Most of all I am upset knowing these stereotypes were influencing the way I feel about myself. In some respect, they always have. In the past year I’ve considered the influence of cultural appropriation and assimilation in my life. Dominant races are called ‘trendy’ when wearing cornrows or hoop earrings, whereas people of colour are labeled ‘ratchet.’ This is what cultural appropriation looks like. Kylie Jenner’s ‘boxer braids’ were labeled as a workout hairstyle, which completely disregarded the origin of the hairstyle. Just because the braids are commonly worn amongst female boxers and UFC fighters it does not mean we should call it anything other than what they actually are called — cornrows. I have avoided wearing sneakers, big hoop earrings, headscarves or anything that would signal my “blackness” as if it was a measure of my style. The fact that I feel inferior to White people when I wear braids stems from racism and assimilation. Instead of embracing the natural texture of my hair, I continue to treat (and damage) it to fit in. One could say that my personal experiences alone are not a reflection of societal attitudes towards black hairstyles, but as the Claflin University student can attest, this issue is bigger than myself.
I avoided taking pictures when out with my friends because I was afraid that people would judge my tresses before getting to know the person they were attached to.

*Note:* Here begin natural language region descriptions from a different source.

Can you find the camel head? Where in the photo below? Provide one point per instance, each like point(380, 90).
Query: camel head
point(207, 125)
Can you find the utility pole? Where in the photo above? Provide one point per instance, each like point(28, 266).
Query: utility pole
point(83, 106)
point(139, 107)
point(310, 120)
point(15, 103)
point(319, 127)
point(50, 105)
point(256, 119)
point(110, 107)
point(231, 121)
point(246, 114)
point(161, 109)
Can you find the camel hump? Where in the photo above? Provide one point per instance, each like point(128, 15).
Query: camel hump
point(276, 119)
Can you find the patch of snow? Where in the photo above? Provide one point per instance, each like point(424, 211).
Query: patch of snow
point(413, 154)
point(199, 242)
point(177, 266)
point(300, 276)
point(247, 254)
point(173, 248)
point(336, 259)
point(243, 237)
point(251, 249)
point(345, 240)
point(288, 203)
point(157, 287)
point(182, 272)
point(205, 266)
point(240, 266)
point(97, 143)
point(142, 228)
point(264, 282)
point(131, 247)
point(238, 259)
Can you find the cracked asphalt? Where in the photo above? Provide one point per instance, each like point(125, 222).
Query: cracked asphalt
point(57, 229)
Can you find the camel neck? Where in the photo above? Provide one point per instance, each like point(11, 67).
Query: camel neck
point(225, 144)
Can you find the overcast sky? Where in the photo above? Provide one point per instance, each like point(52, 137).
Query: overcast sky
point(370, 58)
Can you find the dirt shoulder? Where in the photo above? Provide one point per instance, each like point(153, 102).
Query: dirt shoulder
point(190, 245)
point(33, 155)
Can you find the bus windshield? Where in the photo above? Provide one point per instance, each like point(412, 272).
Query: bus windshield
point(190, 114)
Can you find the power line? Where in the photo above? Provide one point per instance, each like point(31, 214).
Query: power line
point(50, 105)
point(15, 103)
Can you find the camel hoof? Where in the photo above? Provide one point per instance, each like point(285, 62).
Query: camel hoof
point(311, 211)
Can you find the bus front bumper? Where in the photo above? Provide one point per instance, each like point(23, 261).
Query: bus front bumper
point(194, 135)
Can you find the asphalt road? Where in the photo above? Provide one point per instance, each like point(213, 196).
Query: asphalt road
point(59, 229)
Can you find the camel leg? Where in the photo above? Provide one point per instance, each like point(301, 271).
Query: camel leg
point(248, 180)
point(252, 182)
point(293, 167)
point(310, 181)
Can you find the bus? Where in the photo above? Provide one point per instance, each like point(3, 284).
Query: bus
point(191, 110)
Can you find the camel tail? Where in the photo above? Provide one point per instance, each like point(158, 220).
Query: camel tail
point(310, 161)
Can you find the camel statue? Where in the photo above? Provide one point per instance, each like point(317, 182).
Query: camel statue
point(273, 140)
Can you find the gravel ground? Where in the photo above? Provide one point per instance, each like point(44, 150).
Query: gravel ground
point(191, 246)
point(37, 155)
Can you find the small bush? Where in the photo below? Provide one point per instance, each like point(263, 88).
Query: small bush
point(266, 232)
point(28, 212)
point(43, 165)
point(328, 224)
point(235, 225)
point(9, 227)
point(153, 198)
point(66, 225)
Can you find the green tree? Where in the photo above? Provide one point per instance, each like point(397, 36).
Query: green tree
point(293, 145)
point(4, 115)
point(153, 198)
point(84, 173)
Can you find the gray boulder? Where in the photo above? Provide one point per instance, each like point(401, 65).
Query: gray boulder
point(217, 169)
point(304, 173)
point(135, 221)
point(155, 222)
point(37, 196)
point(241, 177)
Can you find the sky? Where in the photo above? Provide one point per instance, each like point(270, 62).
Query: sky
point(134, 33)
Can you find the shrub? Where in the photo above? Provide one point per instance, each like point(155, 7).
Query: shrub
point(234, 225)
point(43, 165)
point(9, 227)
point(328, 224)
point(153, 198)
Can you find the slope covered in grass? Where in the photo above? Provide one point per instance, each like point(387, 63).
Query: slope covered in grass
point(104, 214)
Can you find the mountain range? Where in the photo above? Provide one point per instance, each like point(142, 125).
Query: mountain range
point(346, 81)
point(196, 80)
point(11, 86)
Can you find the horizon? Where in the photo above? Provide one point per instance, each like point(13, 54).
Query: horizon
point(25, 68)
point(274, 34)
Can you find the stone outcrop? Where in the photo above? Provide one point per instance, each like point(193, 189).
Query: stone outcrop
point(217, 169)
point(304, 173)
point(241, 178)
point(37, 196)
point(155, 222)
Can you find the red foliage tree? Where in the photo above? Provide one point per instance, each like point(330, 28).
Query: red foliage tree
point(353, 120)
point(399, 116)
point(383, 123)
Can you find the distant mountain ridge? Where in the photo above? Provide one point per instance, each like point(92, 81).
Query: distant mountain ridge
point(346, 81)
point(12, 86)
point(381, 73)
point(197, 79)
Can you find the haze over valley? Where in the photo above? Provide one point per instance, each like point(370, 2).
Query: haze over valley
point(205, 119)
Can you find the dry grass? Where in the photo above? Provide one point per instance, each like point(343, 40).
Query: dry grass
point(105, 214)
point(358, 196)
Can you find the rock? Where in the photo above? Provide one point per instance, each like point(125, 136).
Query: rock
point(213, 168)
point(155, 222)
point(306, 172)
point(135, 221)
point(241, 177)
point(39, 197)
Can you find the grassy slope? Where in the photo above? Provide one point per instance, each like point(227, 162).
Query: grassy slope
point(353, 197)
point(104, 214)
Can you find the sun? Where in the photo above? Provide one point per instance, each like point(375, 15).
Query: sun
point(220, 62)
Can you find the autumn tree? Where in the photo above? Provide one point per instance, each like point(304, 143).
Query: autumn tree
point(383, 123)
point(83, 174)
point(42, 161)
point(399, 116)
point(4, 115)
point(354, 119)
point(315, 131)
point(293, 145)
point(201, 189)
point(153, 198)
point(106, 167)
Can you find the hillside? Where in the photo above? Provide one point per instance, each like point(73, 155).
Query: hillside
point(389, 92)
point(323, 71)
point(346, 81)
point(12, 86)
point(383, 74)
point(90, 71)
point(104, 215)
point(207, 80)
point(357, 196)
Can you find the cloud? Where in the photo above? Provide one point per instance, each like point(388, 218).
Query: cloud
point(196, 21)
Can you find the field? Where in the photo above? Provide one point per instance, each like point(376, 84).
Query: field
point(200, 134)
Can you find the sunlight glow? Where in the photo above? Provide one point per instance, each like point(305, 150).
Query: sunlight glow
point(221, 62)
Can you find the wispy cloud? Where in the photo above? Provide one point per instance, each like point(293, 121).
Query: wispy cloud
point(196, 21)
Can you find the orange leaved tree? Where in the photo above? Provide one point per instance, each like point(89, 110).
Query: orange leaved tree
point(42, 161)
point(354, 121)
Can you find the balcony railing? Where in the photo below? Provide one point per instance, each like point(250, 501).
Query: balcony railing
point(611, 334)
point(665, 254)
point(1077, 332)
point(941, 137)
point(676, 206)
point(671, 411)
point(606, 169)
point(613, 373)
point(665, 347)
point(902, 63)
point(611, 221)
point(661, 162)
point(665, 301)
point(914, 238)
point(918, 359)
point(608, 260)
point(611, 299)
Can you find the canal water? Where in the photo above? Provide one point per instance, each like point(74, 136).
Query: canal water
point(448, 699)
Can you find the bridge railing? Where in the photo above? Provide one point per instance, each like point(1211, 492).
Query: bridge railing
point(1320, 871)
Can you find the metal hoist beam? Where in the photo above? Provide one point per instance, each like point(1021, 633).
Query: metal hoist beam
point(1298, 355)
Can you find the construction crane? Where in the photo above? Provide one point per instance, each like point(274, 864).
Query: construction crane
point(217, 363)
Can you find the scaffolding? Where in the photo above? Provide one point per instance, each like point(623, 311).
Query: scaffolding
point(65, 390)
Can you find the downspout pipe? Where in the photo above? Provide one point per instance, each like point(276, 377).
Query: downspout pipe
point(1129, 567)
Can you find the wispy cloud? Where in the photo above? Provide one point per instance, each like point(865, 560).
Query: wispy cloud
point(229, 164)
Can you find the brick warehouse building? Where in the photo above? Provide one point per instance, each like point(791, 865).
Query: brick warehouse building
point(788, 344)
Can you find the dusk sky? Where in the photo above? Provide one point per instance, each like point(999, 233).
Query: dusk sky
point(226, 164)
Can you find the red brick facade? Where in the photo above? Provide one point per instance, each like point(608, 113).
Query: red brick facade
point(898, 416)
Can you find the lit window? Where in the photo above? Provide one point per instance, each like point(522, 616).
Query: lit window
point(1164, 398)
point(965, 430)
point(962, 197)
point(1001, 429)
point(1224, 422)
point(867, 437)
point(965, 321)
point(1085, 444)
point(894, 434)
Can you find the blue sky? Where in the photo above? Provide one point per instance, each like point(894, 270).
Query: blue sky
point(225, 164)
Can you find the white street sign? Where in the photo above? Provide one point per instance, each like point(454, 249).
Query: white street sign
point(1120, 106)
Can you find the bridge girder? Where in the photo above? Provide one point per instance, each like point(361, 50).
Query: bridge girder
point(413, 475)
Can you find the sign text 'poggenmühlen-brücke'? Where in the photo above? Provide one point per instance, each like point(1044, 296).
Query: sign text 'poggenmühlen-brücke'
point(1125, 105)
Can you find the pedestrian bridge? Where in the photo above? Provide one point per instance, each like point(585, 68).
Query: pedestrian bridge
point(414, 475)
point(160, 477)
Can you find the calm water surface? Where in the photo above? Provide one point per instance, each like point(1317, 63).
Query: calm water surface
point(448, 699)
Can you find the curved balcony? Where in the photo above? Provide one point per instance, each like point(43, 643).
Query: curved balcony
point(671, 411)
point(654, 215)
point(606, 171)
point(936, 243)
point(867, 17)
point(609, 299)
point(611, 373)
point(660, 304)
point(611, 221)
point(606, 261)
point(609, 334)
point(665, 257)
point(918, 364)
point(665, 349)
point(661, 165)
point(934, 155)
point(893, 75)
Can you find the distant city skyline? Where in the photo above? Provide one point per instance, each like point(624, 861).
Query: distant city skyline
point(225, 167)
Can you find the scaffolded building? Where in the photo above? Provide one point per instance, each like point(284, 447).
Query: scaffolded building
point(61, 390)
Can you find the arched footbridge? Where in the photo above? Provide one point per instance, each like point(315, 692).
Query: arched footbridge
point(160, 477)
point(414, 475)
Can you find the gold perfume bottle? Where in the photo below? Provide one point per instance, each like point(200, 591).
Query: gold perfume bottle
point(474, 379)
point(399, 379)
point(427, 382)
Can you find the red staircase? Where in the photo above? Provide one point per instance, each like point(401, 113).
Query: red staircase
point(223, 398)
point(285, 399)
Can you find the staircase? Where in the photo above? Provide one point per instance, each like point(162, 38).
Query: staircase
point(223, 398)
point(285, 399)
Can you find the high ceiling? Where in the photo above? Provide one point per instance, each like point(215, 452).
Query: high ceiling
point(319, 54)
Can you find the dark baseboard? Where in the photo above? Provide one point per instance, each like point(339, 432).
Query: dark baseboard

Maybe it was Beyoncé’s release of Formation or my recent obsession with Zoe Kravitz, but I am currently rocking box braids, wearing the latest addition to my sneaker collection (Nike Air Max 90’s if you must know) and for the first time in a long time I feel empowered. I am packing up the cultural normalcies that fostered my insecurities and sending them in a box to the left. The culture our society emulates will no longer make me feel like less than myself for embracing a part of my culture. At the end of the day I cannot tell another person how to dress or wear their hair, but hopefully different perspectives will facilitate understanding and respect for all expressions of culture.